- На твоих картах всадник листвы похож на него, - ответил Лисица и повернул карту лицом к собеседнику. Шварц, сидевший рядом с чернявым, улыбался, точно китайский болванчик. – Знаешь, я, пожалуй, поменяю эту колоду на свою.
Чернявый пожал плечами, и Лисица вручил злосчастного всадника Диджле. Тот сжал его в кулаке, но не выбросил. Странно было видеть свой образ на бумаге, но это было красиво. Пророк осуждал в своих хадисах рисовальщиков и муззахибов, но говорили, что в Истанбуле есть целые кварталы с людьми, которым благоволит султан, мир его дому, и заставляет их рисовать зверей и птиц, а то и людей, как заведено у персов-отступников.
Лисица достал карты и отдал их собеседнику. Один из спутников чернявого зашептал ему что-то на ухо, и тот брезгливо отстранил его рукой, а затем, почти не разжимая губ, обронил:
- Играем не полной колодой.
Диджле выпил вторую кружку до дна, и хозяин с поклоном поднес ему еще чудесного напитка, когда за столом началась игра.

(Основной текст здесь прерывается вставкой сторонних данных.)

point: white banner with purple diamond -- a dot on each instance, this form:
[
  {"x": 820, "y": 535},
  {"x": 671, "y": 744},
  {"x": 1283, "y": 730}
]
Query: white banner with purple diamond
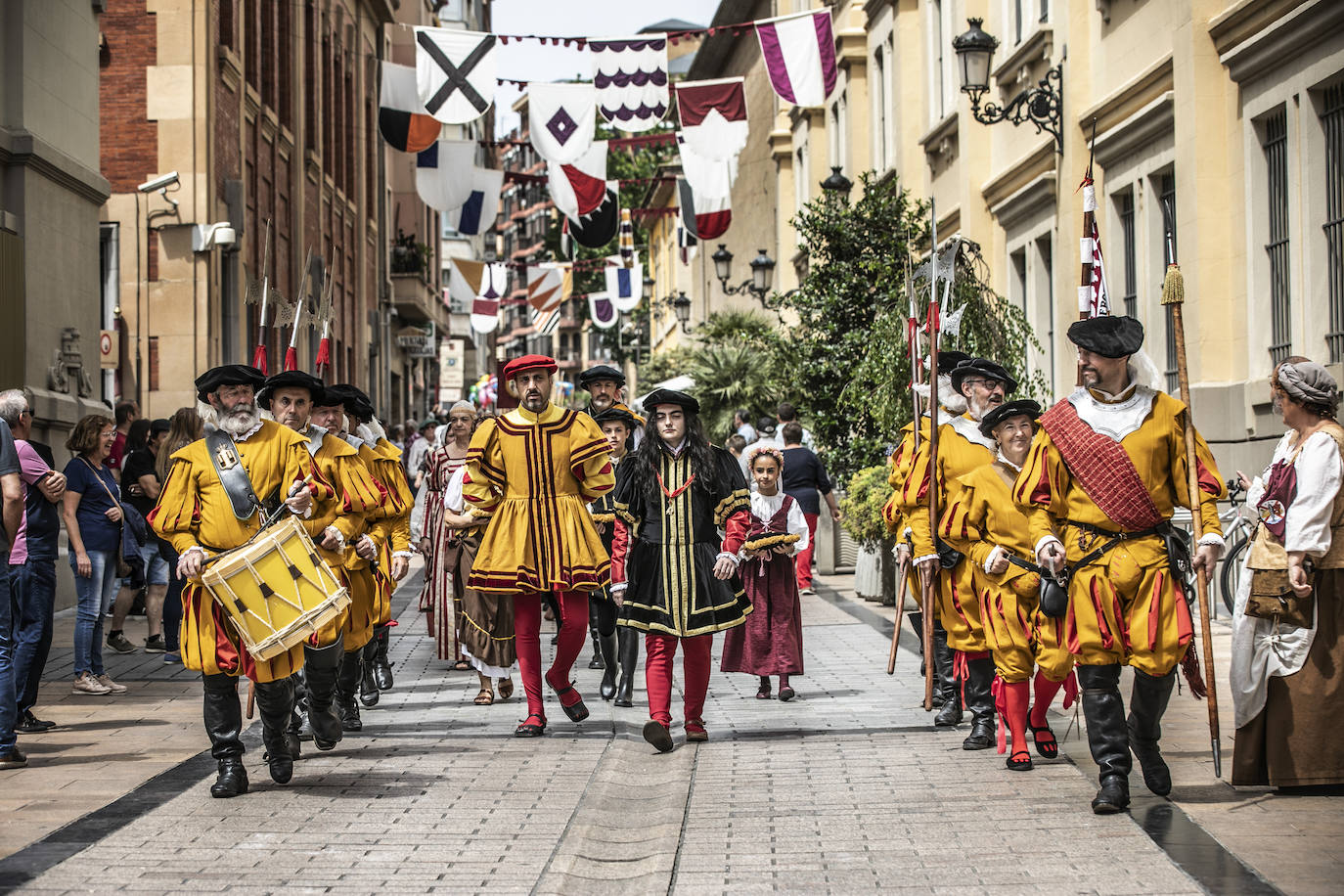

Казалось, что игроки дружелюбно посматривают на него, гордого османа, и Диджле чинно кивал головой всякий раз, когда на него обращался чужой взгляд. В теле появилась легкость, мир вокруг заострился и стал ясным до прозрачности, и Диджле точно вознесся на недосягаемую высоту, откуда рукой было подать до кущей Аллаха. Еще никогда он не испытывал такого чувства собственного величия, и благодарность к названному брату накрывала его с головой: каждый человек казался ему другом в этом грязном сарае, и каждому хотелось отплатить той же монетой. Времени не было, да оно было и неважно – что значит время, когда ты нашел свой приют после долгих странствий? Диджле мерещился свой дом и уважение окружающих, и сквозь свои грезы он не сразу заметил, что с течением ночи названный брат начал хмуриться – удача была не на его стороне.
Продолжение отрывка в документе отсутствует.